We should every night call ourselves to an account: What infirmity have I mastered today? What passions opposed? — Lucius Annaeus Seneca
—What lingers after this line?
An Evening Reckoning
Seneca’s counsel turns the close of day into a moral checkpoint. Rather than drifting into sleep unexamined, he urges us to pause and ask what weakness we overcame and which passions we resisted. In that sense, the quote is not about guilt but about clarity: by naming our failures and victories, we begin to live deliberately instead of mechanically.
The Stoic Practice Behind the Question
This habit grows directly out of Stoic philosophy, which taught that character is formed through repeated judgment and correction. Seneca’s Letters and essays repeatedly return to the idea that the mind must be trained as carefully as the body. Thus, the nightly account becomes a practical exercise in Stoic self-government, where anger, fear, vanity, and excess are not merely felt but examined and disciplined.

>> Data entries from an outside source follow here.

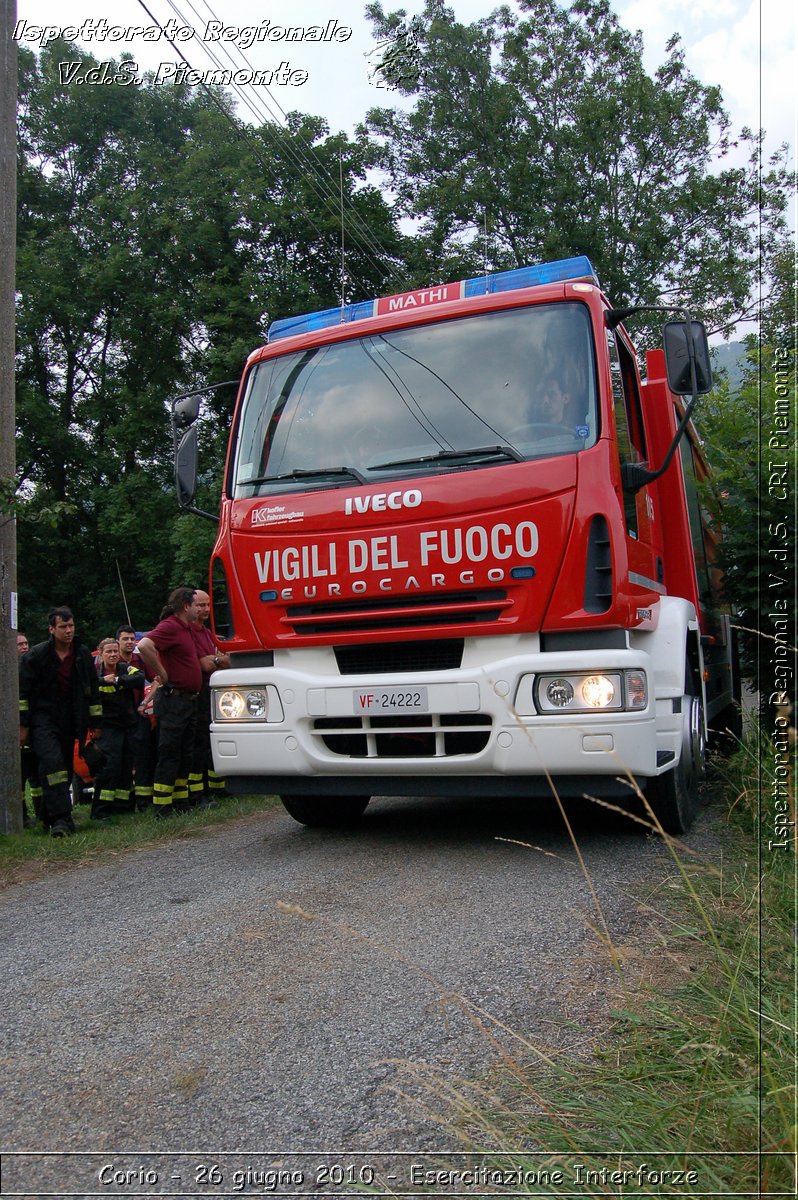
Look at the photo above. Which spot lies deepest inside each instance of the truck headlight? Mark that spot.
(601, 691)
(246, 705)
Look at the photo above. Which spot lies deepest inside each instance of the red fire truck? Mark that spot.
(461, 552)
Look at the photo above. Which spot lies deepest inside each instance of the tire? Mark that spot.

Mastering Infirmity, Not Denying Humanity
Importantly, Seneca does not pretend human frailty can be erased in a single day. The word “infirmity” suggests ordinary weakness—impatience, laziness, envy, or cowardice—rather than some dramatic moral collapse. Therefore, his advice feels humane: improvement comes not from perfection but from steadily reducing the power these habits hold over us.
Passions as Forces to Be Opposed
The second half of the quote sharpens the challenge by focusing on passions, those surges of emotion that can overrun judgment. In Stoic thought, passions were not simply feelings but disordered impulses that distort reason. Seneca’s On Anger illustrates this vividly, portraying rage as a temporary madness; accordingly, opposing passion means creating enough inner distance to respond wisely instead of reacting blindly.

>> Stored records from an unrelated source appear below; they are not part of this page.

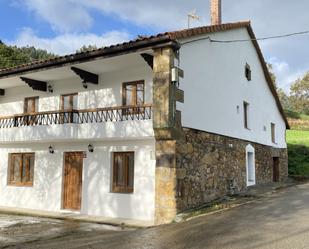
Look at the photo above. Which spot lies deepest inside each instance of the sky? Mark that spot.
(63, 26)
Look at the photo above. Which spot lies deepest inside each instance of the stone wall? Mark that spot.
(213, 166)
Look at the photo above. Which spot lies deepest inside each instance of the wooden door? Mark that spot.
(72, 185)
(276, 172)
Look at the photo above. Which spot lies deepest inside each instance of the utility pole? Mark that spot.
(192, 16)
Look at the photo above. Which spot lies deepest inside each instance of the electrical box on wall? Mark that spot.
(176, 74)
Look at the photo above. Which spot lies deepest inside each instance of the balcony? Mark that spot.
(125, 122)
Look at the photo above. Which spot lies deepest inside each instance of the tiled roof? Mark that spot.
(141, 41)
(145, 42)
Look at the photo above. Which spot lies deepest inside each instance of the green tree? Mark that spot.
(300, 94)
(12, 56)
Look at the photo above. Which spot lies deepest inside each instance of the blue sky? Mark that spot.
(62, 26)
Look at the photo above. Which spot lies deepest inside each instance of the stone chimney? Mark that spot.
(215, 12)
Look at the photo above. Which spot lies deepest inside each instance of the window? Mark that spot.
(250, 165)
(21, 169)
(31, 105)
(273, 132)
(68, 103)
(248, 72)
(133, 93)
(123, 172)
(246, 113)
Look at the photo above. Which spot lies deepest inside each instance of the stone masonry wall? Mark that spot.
(213, 166)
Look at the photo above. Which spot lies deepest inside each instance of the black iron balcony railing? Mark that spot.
(98, 115)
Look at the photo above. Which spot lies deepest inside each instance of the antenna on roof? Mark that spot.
(192, 16)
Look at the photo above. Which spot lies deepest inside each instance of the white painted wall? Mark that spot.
(215, 84)
(107, 93)
(97, 198)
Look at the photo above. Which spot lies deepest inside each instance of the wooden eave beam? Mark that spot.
(35, 84)
(148, 58)
(87, 77)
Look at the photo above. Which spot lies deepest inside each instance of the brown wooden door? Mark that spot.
(72, 186)
(276, 169)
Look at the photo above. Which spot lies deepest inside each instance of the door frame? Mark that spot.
(63, 182)
(276, 169)
(250, 166)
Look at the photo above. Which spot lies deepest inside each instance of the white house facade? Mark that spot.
(114, 133)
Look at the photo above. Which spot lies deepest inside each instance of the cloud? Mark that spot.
(285, 75)
(268, 18)
(62, 15)
(68, 43)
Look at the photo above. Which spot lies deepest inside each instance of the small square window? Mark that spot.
(248, 72)
(21, 169)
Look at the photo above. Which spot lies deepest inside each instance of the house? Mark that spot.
(117, 132)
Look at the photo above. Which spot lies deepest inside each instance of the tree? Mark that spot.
(300, 94)
(12, 56)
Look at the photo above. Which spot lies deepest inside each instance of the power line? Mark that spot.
(262, 38)
(247, 40)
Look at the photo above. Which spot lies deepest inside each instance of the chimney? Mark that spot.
(215, 12)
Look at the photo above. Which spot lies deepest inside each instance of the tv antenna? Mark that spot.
(192, 16)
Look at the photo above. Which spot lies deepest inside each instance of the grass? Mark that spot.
(298, 150)
(296, 115)
(296, 137)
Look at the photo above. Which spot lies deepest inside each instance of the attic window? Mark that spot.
(248, 72)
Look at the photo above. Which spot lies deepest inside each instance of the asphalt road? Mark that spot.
(279, 221)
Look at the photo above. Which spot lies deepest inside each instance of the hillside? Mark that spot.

A Ritual of Honest Accountability
From there, the quote begins to resemble a private form of justice. No audience is needed, no public confession, only an honest report to oneself. This inward audit anticipates later traditions of examination of conscience, yet Seneca’s version remains distinctly philosophical: the goal is not self-condemnation but self-command, a gradual alignment between one’s ideals and one’s conduct.

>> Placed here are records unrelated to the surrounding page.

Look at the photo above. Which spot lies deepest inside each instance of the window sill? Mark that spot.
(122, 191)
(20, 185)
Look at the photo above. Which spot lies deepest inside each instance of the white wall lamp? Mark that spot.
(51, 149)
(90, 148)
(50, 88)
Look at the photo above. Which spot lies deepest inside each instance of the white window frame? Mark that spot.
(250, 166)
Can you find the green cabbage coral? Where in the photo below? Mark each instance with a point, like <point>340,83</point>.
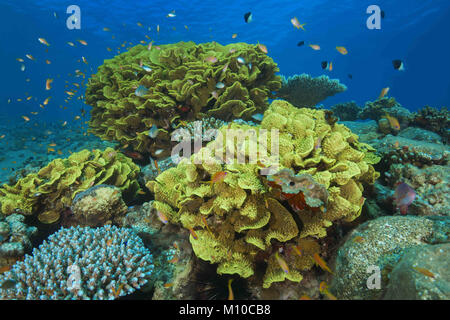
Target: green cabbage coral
<point>241,222</point>
<point>185,82</point>
<point>48,192</point>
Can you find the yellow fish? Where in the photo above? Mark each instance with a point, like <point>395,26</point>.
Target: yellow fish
<point>342,50</point>
<point>297,24</point>
<point>393,122</point>
<point>323,288</point>
<point>384,92</point>
<point>321,263</point>
<point>230,290</point>
<point>425,272</point>
<point>43,41</point>
<point>282,263</point>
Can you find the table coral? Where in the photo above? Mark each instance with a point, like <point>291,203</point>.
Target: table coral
<point>306,91</point>
<point>81,263</point>
<point>184,83</point>
<point>15,239</point>
<point>51,190</point>
<point>97,206</point>
<point>241,222</point>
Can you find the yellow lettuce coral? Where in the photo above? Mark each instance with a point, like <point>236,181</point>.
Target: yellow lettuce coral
<point>183,82</point>
<point>48,192</point>
<point>243,219</point>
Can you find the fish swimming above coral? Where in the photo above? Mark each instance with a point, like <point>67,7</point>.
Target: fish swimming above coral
<point>404,195</point>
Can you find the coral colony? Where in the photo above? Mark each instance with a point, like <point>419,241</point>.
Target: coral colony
<point>197,171</point>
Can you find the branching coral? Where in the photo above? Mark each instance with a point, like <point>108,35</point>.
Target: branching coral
<point>184,82</point>
<point>240,221</point>
<point>347,111</point>
<point>306,91</point>
<point>48,192</point>
<point>81,263</point>
<point>15,239</point>
<point>434,120</point>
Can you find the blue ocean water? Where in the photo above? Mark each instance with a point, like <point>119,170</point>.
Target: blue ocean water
<point>414,31</point>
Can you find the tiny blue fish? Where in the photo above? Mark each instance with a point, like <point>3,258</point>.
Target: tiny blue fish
<point>258,116</point>
<point>141,91</point>
<point>153,132</point>
<point>241,60</point>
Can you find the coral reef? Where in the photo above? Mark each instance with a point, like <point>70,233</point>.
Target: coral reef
<point>306,91</point>
<point>378,109</point>
<point>15,239</point>
<point>407,283</point>
<point>97,206</point>
<point>179,82</point>
<point>81,263</point>
<point>381,243</point>
<point>50,191</point>
<point>347,111</point>
<point>434,120</point>
<point>240,222</point>
<point>396,149</point>
<point>432,184</point>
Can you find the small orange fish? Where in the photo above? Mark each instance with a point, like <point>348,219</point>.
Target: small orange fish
<point>230,290</point>
<point>297,24</point>
<point>297,250</point>
<point>262,47</point>
<point>217,177</point>
<point>116,292</point>
<point>282,263</point>
<point>156,166</point>
<point>321,263</point>
<point>5,268</point>
<point>323,288</point>
<point>393,122</point>
<point>425,272</point>
<point>48,84</point>
<point>384,92</point>
<point>193,234</point>
<point>43,41</point>
<point>211,59</point>
<point>342,50</point>
<point>207,226</point>
<point>162,217</point>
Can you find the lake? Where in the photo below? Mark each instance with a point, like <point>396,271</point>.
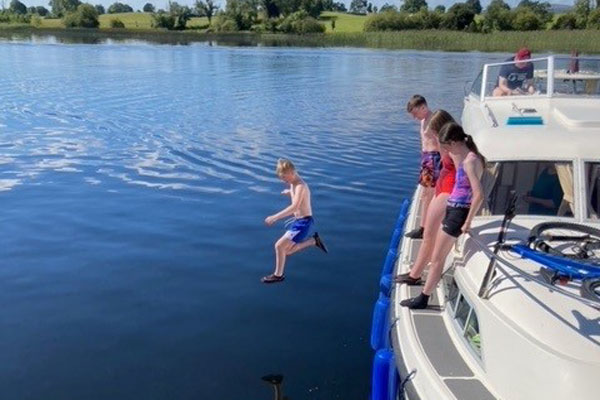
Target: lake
<point>134,182</point>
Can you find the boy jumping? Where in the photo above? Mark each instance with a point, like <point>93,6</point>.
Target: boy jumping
<point>430,158</point>
<point>299,226</point>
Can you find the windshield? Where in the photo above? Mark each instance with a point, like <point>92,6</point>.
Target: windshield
<point>570,76</point>
<point>542,187</point>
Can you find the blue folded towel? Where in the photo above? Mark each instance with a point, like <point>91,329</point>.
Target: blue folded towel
<point>530,120</point>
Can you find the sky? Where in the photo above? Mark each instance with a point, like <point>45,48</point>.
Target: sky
<point>138,4</point>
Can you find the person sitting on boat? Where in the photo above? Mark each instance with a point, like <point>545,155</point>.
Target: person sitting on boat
<point>462,205</point>
<point>437,207</point>
<point>546,195</point>
<point>430,158</point>
<point>516,78</point>
<point>299,226</point>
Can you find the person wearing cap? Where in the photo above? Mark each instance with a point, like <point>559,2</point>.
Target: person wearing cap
<point>517,78</point>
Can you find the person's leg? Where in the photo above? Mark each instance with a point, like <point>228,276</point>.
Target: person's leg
<point>443,245</point>
<point>301,246</point>
<point>282,247</point>
<point>426,197</point>
<point>435,215</point>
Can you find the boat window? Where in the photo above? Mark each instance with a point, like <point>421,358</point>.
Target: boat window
<point>542,187</point>
<point>522,78</point>
<point>472,333</point>
<point>592,180</point>
<point>462,311</point>
<point>572,75</point>
<point>476,86</point>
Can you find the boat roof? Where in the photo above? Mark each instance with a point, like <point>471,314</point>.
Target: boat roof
<point>561,121</point>
<point>570,129</point>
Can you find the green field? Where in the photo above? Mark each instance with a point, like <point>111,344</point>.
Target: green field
<point>131,20</point>
<point>344,23</point>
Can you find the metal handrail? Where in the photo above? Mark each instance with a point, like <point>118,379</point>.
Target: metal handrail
<point>492,116</point>
<point>550,68</point>
<point>490,254</point>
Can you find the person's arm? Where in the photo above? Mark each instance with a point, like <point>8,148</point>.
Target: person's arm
<point>529,80</point>
<point>473,169</point>
<point>529,86</point>
<point>291,209</point>
<point>503,86</point>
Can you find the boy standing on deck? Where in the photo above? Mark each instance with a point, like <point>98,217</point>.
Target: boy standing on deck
<point>299,226</point>
<point>430,158</point>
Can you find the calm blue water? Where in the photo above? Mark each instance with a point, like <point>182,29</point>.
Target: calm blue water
<point>134,181</point>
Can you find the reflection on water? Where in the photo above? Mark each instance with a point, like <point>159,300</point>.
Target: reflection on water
<point>87,36</point>
<point>134,181</point>
<point>276,382</point>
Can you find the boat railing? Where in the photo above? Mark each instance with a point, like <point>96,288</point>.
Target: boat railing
<point>552,76</point>
<point>499,259</point>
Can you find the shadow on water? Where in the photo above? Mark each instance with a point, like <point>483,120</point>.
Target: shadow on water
<point>276,382</point>
<point>90,36</point>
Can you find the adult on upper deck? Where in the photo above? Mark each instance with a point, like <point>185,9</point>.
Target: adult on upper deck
<point>516,79</point>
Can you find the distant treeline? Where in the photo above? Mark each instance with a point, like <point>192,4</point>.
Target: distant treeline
<point>300,16</point>
<point>469,16</point>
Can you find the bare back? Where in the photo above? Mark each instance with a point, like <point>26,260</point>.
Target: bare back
<point>301,191</point>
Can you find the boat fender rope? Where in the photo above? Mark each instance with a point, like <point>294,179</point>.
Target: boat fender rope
<point>407,379</point>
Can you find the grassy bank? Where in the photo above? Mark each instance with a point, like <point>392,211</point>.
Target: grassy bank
<point>133,21</point>
<point>348,33</point>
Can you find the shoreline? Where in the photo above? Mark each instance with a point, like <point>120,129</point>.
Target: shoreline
<point>586,41</point>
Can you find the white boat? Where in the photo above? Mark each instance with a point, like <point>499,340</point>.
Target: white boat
<point>528,333</point>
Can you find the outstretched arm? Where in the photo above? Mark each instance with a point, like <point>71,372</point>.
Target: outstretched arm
<point>291,209</point>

Why the Advice Still Feels Modern
Even today, Seneca’s method sounds strikingly current, much like journaling or cognitive reflection practices used in psychology. A person might ask, for example, whether they answered criticism with calm or let resentment govern the day. By ending with such questions, we transform experience into instruction; and so Seneca’s ancient maxim remains a practical guide for anyone who wants to become, day by day, less ruled by impulse and more shaped by intention.